Sports

Les bénéfices sous-estimés du sport chez les jeunes

mercredi le 01 juin 2022
Modifié à 20 h 19 min le 01 juin 2022
Par Eric Tremblay

etremblay@gravitemedia.com

Mathias Jobin-Lapierre, Rylee L’Écuyer et Allyson Cluff sont prêts pour le Triathlon scolaire Beauharnois-Salaberry. Ils peuvent compter sur le soutien du maire Miguel Lemieux, de Kathleen Favreau-O’Brien de la Caisse Desjardins Salaberry-de-Valleyfield, de leur enseignante et ambassadrice Mélanie Smith et de Richard Mercier, président de Vision sport jeunesse du Suroît. (Photo Journal Saint-François - E.T.)

Quelque 925 jeunes de la 4e année participeront à la 7e édition du Triathlon scolaire Beauharnois-Salaberry le 16 juin. Un événement sportif certes, mais qui comporte plusieurs avantages complémentaires pour les enfants. 

Depuis plusieurs mois, les élèves de 26 écoles du Centre de services scolaire de la Vallée-des-Tisserands et cinq autres de la Commission scolaire New Frontiers s’initient à ce nouveau sport.

«Je suis professeur d’éducation physique de formation et je me suis entraînée à la natation, mais je connaissais pas le triathlon, a convenu Mélanie Smith, directrice de l'école Notre-Dame de Huntingdon, qui endosse le titre d’ambassadrice de l’événement. C’est important pour moi que les athlètes découvrent un autre sport non conventionnel. »

Elle note des bénéfices non négligeables pour les enfants. L’enseignante les voit plus concentrés à l’école, observe qu’ils adoptent une meilleure alimentation en plus d’être plus énergiques.

Les enfants se préparent avec leur enseignant d’éducation physique. Certains ont pu profiter de séances en piscine pour compléter l’entraînement de course ou de vélo.

Brigitte Asselin, présidente de cette épreuve jeunesse, mentionne que selon des études, c’est entre 8 et 12 ans que les jeunes découvrent leur sport. Celui qui les passionnera et qu’ils pratiqueront par la suite. 

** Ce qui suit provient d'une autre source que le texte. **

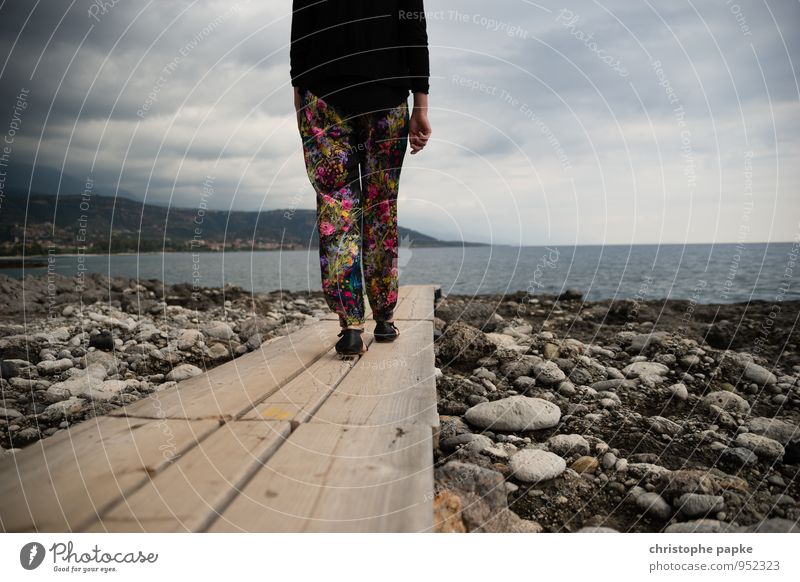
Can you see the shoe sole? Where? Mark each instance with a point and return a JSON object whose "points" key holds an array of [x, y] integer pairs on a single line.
{"points": [[363, 351]]}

Elle a rappelé qu’il y a neuf ans, une équipe s’était assise pour trouver par quel moyen elle ferait bouger les jeunes. L’événement a grandi et rejoint près de 1000 élèves de la 4e année.

Ce qui n’est pas banal après deux ans de pandémie. Les jeunes ont été les grands perdants de cette pause forcée. Voilà pourquoi Desjardins de Salaberry-de-Valleyfield n’a pas hésité à s’inscrire comme présentateur officiel de l’événement. «On soutient notre jeunesse dans la santé et le plaisir», a reconnu Kathleen Favreau O’Brien, la directrice des communications. 

Se joint également un nouvel organisme, Vision sport jeunesse du Suroît, qui a la mission d’établir des partenariats dans l’organisation d’activités destinées au mieux-être des enfants. 

Des camps spécialisés

Le triathlon scolaire s’adresse à un niveau scolaire précis, mais toujours dans un objectif de développement. Afin de soutenir cette progression, Triathlon Valleyfield instaure un camp de jour spécialisé. Il y aura six possibilités de suivre une semaine d’entraînement sous la supervision d’Anastasia Polito, la nouvelle directrice de course du Triathlon Valleyfield qui possède un énorme bagage d’expérience. Ces camps intensifs se dérouleront en parallèle au camp offert par la Ville au parc régional des Îles-de-Saint-Timothée.